Part 1. Studies on C-H Functionalization of β-Heteroatom-Substituted Ketones and Chromone derivatives
Chromone, cyclic enolone, and cyclic enaminone motifs are prevalent in a plethora of natural and synthetic compounds which display a variety of biological activities. To expand biologically important compound libraries, we have developed efficient methods for constructing flavone motif through C-H functionalization with a various transition metal catalytic system.
1.1 Palladium-Catalyzed Dehydrogenation/Oxidative Cross-Coupling Sequence of β-Heteroatom-Substituted Ketones
The one-pot sequence allows formation of the enone functionality and subsequent cross-coupling reaction.

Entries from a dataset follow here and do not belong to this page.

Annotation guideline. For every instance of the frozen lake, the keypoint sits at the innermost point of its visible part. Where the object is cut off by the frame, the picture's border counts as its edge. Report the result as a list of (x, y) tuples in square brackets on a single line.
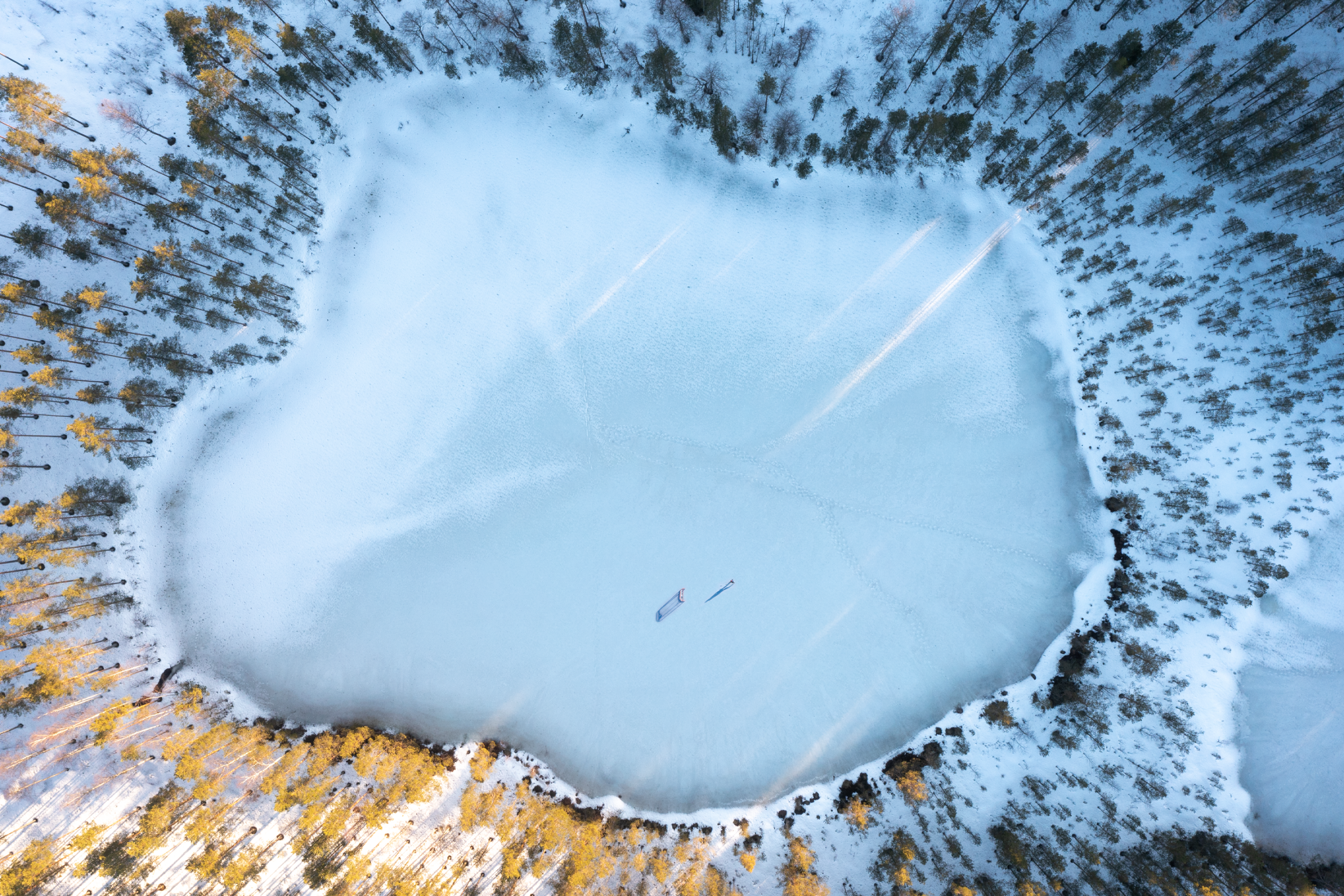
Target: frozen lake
[(553, 374), (1292, 715)]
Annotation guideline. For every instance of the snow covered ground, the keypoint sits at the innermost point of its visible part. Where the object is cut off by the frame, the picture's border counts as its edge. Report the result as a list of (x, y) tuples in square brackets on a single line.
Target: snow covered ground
[(558, 367), (1292, 732)]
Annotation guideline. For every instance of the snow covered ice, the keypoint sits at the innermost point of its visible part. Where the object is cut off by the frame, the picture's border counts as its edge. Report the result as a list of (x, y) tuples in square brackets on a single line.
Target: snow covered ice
[(554, 373), (1292, 715)]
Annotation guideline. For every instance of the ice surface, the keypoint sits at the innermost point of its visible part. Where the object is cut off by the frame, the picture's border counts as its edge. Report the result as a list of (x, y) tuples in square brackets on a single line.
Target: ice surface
[(554, 373), (1292, 716)]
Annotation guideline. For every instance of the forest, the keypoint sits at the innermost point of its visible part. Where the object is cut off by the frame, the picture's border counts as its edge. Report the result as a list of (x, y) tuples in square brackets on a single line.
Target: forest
[(1116, 129)]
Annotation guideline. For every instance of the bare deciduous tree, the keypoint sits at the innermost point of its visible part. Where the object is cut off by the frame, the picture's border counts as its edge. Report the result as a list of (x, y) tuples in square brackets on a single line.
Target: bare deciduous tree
[(128, 117), (893, 30), (803, 39), (840, 84), (681, 15), (711, 81), (784, 134)]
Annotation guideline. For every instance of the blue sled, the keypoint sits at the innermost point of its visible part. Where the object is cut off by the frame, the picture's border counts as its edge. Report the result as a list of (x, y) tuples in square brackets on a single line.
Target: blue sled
[(667, 609)]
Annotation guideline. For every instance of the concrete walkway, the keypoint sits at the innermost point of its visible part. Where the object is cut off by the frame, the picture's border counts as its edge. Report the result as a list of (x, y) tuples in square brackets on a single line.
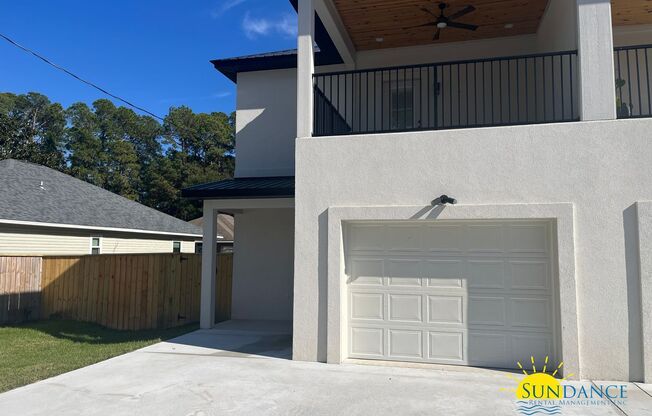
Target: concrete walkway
[(236, 371)]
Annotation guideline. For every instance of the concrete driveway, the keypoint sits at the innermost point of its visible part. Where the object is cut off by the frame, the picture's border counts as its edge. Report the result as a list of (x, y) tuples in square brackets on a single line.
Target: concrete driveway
[(246, 371)]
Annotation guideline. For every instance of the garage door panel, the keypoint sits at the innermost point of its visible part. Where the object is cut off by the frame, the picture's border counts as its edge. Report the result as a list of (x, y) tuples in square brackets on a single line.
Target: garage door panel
[(366, 272), (485, 310), (486, 274), (447, 239), (487, 238), (527, 238), (366, 238), (527, 345), (404, 238), (404, 272), (367, 306), (530, 312), (405, 308), (405, 344), (444, 273), (444, 346), (461, 293), (529, 274), (445, 310), (367, 342)]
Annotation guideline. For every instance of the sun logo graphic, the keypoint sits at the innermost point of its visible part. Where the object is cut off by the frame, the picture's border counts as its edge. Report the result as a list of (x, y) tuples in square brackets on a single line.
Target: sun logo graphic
[(539, 391)]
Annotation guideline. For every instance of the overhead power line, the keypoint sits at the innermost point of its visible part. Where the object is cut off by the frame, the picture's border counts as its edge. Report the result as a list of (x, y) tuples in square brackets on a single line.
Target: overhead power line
[(97, 87)]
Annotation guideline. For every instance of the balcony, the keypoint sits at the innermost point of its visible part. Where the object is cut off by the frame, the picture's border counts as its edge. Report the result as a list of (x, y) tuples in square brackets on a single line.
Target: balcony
[(515, 90), (633, 89)]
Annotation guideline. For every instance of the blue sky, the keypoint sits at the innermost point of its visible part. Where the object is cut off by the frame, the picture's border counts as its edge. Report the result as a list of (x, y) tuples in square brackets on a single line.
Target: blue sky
[(154, 53)]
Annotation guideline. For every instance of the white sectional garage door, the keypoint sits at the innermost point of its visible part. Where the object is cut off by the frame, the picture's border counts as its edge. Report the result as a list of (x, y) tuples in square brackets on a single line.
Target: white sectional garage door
[(469, 293)]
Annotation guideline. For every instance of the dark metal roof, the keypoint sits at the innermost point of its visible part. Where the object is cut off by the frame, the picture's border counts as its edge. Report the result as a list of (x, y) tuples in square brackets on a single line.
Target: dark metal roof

The process provides access to highly functionalized cyclic enolones and enaminones from readily accessible β-heteroatom-substituted cyclic ketones.
1.2 Synthesis of Heterocyclic-Fused Benzofurans via C-H Functionalization of Flavones and Coumarins
An efficient method to effect C?O cyclization was developed via the C-H functionalization of chromones and coumarins, affording heterocyclic-fused benzofurans.
1.3 A Facile Route to Isoflavone Quinones via the Direct Cross-Coupling of Chromones and Quinones
A straightforward and efficient method for the palladium-catalyzed direct cross-coupling of chromones with various quinones has been developed to rapidly construct isoflavone quinone structural motifs.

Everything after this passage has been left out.